Rémi Ferrand. Ce rire sur les video d’émeutes, ce rire on le reconnaît

Image tirée du livre Max et Moritz (1865) illustrant l’expression Schadenfreude 

Nanalyse

Ce qui me choque et m’impressionne beaucoup sur les différentes vidéo d’émeutes que nous voyons ces jours ci tient dans la bande-son qui les accompagne.

Je m’explique. La plupart de ces vidéos sont tournées par des émeutiers eux-mêmes ou bien par des gens présents sur la scène qui commentant ce qu’ils voient.

Et que la vidéo montre un pillage, une agression, un dégradation c’est presque toujours les mêmes commentaires qui ressortent.

La pauvreté de vocabulaire aidant, c’est presque toujours les mêmes mots :

– Wesh (×4 ou 5)

– Whallah (x3)

– J’y crois pas !

– C’te dinguerie !

– Le dééélireeeee…

Et ça tourne en boucle.

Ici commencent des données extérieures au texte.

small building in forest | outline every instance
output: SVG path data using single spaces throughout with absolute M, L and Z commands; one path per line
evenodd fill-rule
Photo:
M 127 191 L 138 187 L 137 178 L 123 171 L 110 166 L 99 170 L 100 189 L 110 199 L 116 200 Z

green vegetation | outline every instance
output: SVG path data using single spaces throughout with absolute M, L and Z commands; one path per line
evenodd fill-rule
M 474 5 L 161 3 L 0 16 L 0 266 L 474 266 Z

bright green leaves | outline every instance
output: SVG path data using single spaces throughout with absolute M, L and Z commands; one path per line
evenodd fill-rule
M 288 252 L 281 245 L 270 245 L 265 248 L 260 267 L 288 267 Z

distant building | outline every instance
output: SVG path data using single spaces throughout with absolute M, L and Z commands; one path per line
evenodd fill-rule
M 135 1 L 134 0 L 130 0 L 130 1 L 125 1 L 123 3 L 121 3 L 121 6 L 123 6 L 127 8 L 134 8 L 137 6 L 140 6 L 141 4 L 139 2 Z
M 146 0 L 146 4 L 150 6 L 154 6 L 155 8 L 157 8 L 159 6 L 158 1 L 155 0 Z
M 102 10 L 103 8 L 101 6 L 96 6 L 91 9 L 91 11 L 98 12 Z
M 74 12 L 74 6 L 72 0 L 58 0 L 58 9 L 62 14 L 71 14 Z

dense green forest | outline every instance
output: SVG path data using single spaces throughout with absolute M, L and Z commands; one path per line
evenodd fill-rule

Cette litanie n’étant interrompue… que par des rires.

Car tout le monde s’exclaffe dans ces vidéos.

On rit à gorges déployées. On rit d’un rire gras, qui vient de la gorge et où roulent des R comme on le ferait avant de cracher.

Et ce rire on le reconnaît

Et ce rire on le reconnaît.

C’est le rire du chahut qui a pourri tant de classes et fait renoncer tant de professeurs.

C’est le rire de la meute parce que le rire n’est pas solitaire et il est difficile de ne pas penser alors aux hyènes.

C’est la culture du lazi et de l’irréverence qui veut faire tomber tout et ne propose rien.

C’est le rire des harceleurs.

C’est le rire des violeurs qui crachent sur la femme qu’ils viennent de piétiner et qui s’éloignent.

C’est le rire des tortionnaires qui ajoutent l’insulte à la souffrance comme on ajouterait du sel dans une plaie à vif.

C’est un rire de malfaisance pure.

C’est un rire appris et partagé.

C’est le rire du mal.

Et l’on a envie soudain de réécouter l’adresse de ce vieux moine imaginé par Umberto Eco et Jean-Jacques Annaud qui nous avertissait dans “Le nom de la Rose” :

“- Le rire est un souffle diabolique qui déforme les ligaments du visage et fait ressembler l’homme au singe…”

Pour une fois, et pour une fois seulement, on aurait presque envie de lui donner raison.